Hasta aquí he ido sólo en el departamento. En Paredes suben tres monjas, tres Hermanas de la Caridad. Una es joven, pálida y escrofulosa. Otra, de mediana edad, con tez y perfil anglosajones. La tercera, a quien ambas atienden y regalan, es vieja, una de estas viejas muy viejas que conservan en sus facciones gruesas una grata blandura, que tienen la mano aún gordezuela, pero ya sin elastici­dad en los tejidos musculares. Es dulce, simpática, sencilla, noble y aldeana a la vez. Es la vieja perfecta; debió de ser hermosa, y los arcos óseos de sus ojos siguen siendo dos bellos arcos derruidos.

Debe de ser esta monja una elevada autoridad en su Orden. Por lo que habla, una Visitadora que va de hospital en hospital, inspec­cionando los pequeños destacamentos de este ejército tan noble, tan respetable, tan arcaico. ¡Pero es tan vieja! Ha olvidado los nombres de todos los Conventos que visita. Confunde una Sor con otra Sor. ¡Ha visto tantas! Ni por casualidad acierta una vez. La monja an­glosajona, en cambio, lo sabe todo, y cariñosamente corrige a la an­ciana, la cual sonríe, sonríe siempre, con una sonrisa blanda y uni­versal.

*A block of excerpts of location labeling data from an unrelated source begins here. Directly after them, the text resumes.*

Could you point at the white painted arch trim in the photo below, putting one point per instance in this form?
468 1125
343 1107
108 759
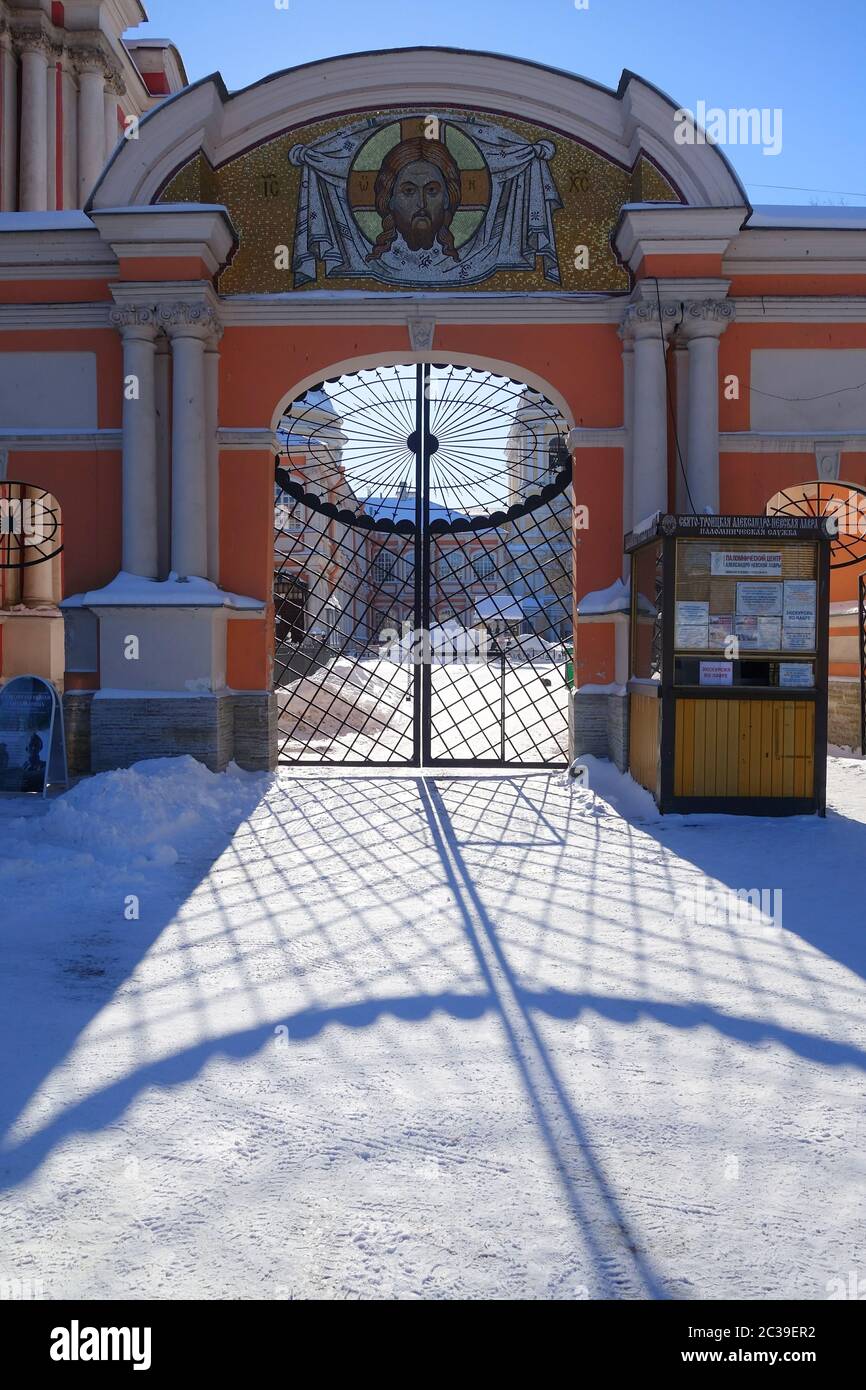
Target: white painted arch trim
401 359
206 117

El sol occidente echa unos rayos oblicuos por la ventanilla que besan y aureolan la faz cetrina de la Hermana Visitadora. Saca ésta del bolso un abanico de esos que venden en las ferias, con figuras abigarradas en el país… Es el abanico de mi tonto, dice… En el hospital tenemos un tonto que es muy bueno. El último día de mi santo me dijo (y la anciana imitaba el balbuceo del tonto): Hermana, yo le regalaré un abanico. Yo le contesté: Pero si ya tengo, Crispín… Y él repuso: No, que es negro; yo «quio» regalarte uno con gente. Mi tonto llama a las figuras gente… Luego pregunta: ¿Qué día es hoy? 16 de julio, le contestan… Y da un hondo suspiro, mira a la lejanía y dice:

—Pues esta mañana a las cinco han hecho cuarenta y nueve años que salí de mi casa para ir al Convento. ¡Qué mañana! No la olvido nunca. Salía con el corazón encogido y me iba acordando de lo que decía Santa Teresa de sí misma. Cuando abandonaba la casa de mis padres me parecía que me crujían los huesos… Pero esto lo dice la Madre Visitadora envolviendo el antiguo hecho amargo con la son­risa universal de ahora. Y es como si alguien, acariciando con la yema del dedo una espina, dijera: ¡Pobrecilla! ¡Bastante desgracia tienes con ser tu misión herir!